Algérie : une centrale gazière de 1,4 milliard de dollars à Tébessa pour sécuriser l’électricité

 

Le gouvernement algérien a lancé la construction d’une centrale électrique à cycle combiné à Tébessa, dans l’est du pays. Avec un investissement de 1,4 milliard de dollars, cette infrastructure, confiée au consortium chinois CNEEC et à Sonelgaz, illustre la priorité donnée à la sécurité énergétique immédiate, malgré les engagements en faveur des énergies renouvelables.

Le mégaprojet de Tébessa, officiellement entré dans sa phase de réalisation, a été dévoilé par les autorités algériennes. D’une capacité de 1 406 MW, la centrale s’étendra sur 40 hectares et doit être opérationnelle dans 48 mois. Elle deviendra l’une des plus puissantes du parc algérien, qui totalise aujourd’hui environ 27 000 GW, dont plus de 95 % proviennent du gaz naturel.

Le recours au cycle combiné (association d’une turbine à gaz et d’une turbine à vapeur) constitue une avancée technique notable. Selon les ingénieurs du projet, cette配置 permet d’améliorer le rendement énergétique et de réduire la consommation de combustible d’environ 30 % par rapport à une centrale classique. Une optimisation salutaire, mais qui ne change rien à la dépendance structurelle du pays aux énergies fossiles.

Un arbitrage stratégique assumé

Dans un contexte de hausse rapide de la demande intérieure en électricité, Alger fait le choix d’une solution éprouvée et rapide à déployer. Les ambitions renouvelables, pourtant régulièrement affichées (notamment le développement de plus de 3 000 MW de capacités vertes), peinent à se concrétiser. Le projet de Tébessa, par son ampleur, envoie un signal clair : la sécurité immédiate de l’approvisionnement prime sur la transition.

Sur le plan régional, la centrale pourrait dépasser les frontières algériennes. Située à proximité de la Tunisie, elle est destinée à renforcer l’offre intérieure tout en ouvrant des perspectives d’exportation vers le voisin oriental, dont le réseau électrique est régulièrement sous tension. Une dynamique qui consoliderait le rôle de fournisseur énergétique régional de l’Algérie, mais accentuerait également la dépendance de ses voisins à son gaz.

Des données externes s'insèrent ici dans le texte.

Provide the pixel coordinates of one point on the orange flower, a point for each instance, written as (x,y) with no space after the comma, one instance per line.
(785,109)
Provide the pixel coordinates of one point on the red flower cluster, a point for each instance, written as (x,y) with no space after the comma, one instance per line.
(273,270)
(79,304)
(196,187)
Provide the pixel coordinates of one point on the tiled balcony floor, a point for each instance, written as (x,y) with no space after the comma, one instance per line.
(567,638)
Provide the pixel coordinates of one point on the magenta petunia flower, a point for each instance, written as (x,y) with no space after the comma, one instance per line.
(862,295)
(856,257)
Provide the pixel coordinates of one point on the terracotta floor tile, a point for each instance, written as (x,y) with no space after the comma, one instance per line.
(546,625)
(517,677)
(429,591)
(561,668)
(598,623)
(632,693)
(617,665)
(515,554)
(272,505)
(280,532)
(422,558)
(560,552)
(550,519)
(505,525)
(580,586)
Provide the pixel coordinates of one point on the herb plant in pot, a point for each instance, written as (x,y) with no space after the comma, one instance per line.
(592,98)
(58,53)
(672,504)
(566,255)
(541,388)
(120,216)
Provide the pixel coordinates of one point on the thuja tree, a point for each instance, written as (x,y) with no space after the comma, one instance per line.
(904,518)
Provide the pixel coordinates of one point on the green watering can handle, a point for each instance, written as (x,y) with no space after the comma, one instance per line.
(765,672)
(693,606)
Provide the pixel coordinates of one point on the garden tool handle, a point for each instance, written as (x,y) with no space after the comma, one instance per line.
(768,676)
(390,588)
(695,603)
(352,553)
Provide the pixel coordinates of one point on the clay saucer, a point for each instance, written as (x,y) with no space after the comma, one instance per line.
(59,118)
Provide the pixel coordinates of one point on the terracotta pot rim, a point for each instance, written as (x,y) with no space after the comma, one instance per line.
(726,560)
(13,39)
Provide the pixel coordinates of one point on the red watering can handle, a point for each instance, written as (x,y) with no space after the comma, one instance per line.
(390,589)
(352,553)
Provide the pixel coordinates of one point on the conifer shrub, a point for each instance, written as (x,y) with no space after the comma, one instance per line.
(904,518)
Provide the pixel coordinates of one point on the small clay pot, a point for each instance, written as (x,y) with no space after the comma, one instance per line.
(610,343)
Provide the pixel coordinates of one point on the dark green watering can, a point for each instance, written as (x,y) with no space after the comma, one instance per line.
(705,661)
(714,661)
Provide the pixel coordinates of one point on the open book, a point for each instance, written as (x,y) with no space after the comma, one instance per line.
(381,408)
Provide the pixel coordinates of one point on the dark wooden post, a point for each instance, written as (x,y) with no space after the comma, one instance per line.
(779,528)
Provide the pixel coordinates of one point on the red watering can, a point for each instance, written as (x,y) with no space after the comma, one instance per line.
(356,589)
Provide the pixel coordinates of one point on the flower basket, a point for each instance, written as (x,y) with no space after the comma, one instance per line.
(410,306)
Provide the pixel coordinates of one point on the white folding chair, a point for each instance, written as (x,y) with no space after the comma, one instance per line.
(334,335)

Des interrogations environnementales et locales

Reste l’épineuse question climatique. Le cycle combiné, bien que plus propre qu’une installation classique, émet toujours d’importantes quantités de CO₂. À l’heure où les normes environnementales se durcissent, notamment sur le marché européen, ce choix technologique interroge la cohérence de la stratégie énergétique algérienne à long terme.

Au niveau local, à Tébessa, les réactions sont mitigées. Si la promesse de création d’emplois et de retombées économiques suscite des espoirs, une partie des acteurs exprime des regrets. « Dans une région aussi ensoleillée, un déploiement massif du solaire aurait pu constituer une alternative plus durable et plus en phase avec les objectifs climatiques mondiaux », confie un observateur local.

L’équation énergétique algérienne reste entière : concilier la croissance de la demande, la préservation des ressources gazières (source de revenus d’exportation), et une ambitieuse – mais encore largement théorique – transition verte. En attendant, Tébessa sera le symbole d’une priorité assumée : la puissance immédiate.